David Bentley Hart is an Eastern Orthodox theologian, who has contributed articles to such publications as The Wall Street Journal, The New Atlantis, First Things, and Touchstone. His book, The Beauty of the Infinite: The Aesthetics of Christian Truth,1 is a repudiation of postmodernism.

In this selection from a piece Hart wrote for The New Criterion, he exposes a great lie of this age, namely that movement away from religion is movement toward ecstatic liberation, glad communion with nature, and a flowering of the personality. Nothing could be further from the truth. The one who denies God loses access to the true source of wonder, joy, and life-giving understanding.

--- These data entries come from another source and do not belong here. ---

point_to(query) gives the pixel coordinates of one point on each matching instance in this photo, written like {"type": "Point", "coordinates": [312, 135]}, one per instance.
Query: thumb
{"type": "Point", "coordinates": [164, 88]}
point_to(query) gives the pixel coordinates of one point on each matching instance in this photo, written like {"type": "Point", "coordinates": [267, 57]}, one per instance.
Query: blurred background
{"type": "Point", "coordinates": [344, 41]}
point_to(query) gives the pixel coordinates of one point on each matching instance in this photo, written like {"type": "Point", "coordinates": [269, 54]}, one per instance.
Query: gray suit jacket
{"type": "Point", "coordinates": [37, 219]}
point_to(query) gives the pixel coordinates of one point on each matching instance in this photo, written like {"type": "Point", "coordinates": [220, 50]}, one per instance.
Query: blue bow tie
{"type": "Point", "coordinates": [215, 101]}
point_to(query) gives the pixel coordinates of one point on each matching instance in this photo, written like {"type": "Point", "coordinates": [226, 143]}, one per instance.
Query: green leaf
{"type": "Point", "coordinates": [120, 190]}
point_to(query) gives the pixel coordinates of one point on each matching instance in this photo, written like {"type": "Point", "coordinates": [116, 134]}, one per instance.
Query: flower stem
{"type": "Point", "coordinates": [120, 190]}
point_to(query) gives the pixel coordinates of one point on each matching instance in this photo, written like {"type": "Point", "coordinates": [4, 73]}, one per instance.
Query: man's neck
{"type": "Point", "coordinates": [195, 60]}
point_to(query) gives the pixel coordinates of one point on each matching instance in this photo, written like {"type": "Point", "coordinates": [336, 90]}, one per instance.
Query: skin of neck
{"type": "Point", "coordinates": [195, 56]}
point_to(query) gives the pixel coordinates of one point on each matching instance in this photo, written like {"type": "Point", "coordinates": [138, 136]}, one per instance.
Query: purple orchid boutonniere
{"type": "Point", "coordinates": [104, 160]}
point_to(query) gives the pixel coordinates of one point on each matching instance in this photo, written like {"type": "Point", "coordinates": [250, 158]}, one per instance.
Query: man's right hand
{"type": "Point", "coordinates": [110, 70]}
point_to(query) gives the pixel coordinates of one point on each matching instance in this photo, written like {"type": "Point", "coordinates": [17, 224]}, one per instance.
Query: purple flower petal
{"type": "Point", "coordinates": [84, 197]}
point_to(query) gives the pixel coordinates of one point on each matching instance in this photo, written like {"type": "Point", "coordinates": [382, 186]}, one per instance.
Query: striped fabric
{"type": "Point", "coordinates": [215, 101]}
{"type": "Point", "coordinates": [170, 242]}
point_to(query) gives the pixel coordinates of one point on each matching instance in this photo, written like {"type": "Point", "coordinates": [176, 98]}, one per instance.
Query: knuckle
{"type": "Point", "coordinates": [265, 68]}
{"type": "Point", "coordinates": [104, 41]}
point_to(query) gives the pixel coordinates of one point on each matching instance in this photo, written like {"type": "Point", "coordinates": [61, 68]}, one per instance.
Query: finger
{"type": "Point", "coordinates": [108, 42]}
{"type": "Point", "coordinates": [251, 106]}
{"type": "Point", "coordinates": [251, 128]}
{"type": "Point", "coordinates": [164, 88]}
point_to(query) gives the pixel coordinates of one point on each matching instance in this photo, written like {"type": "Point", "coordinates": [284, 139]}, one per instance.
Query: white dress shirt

[N]ow that the initial, delirious raptures of eighteenth and nineteenth-century atheism have long since subsided, and a sober survey of the landscape left behind by God’s departure has become possible, only the most ardently self-deluding secularist could possibly fail to see how much of the moral, imaginative, creative, and speculative glory of humanity seems to have vanished from the earth. Far from draining the world of any intrinsic meaning, as many of the critics of religion are wont to claim, faith in the divine source and end of all reality had charged every moment of time with an eternal significance, with possibilities of transcendence, with a reason for moral striving and artistry and dreams of future generations. Materialism, by contrast, when its boring mechanistic reductionism takes hold of a culture, can make even the immeasurable wonders of matter seem tedious, and life seem largely pointless.2

Footnotes:
1

David B. Hart, The Beauty of the Infinite: The Aesthetics of Christian Truth (Grand Rapids, MI: Eerdmans, 2003).

2

David B. Hart , “Beyond Disbelief,” review of The Twilight of Atheism: The Rise and Fall of Disbelief in the Modern World, by Alister McGrath, The New Criterion (June 2005), 80.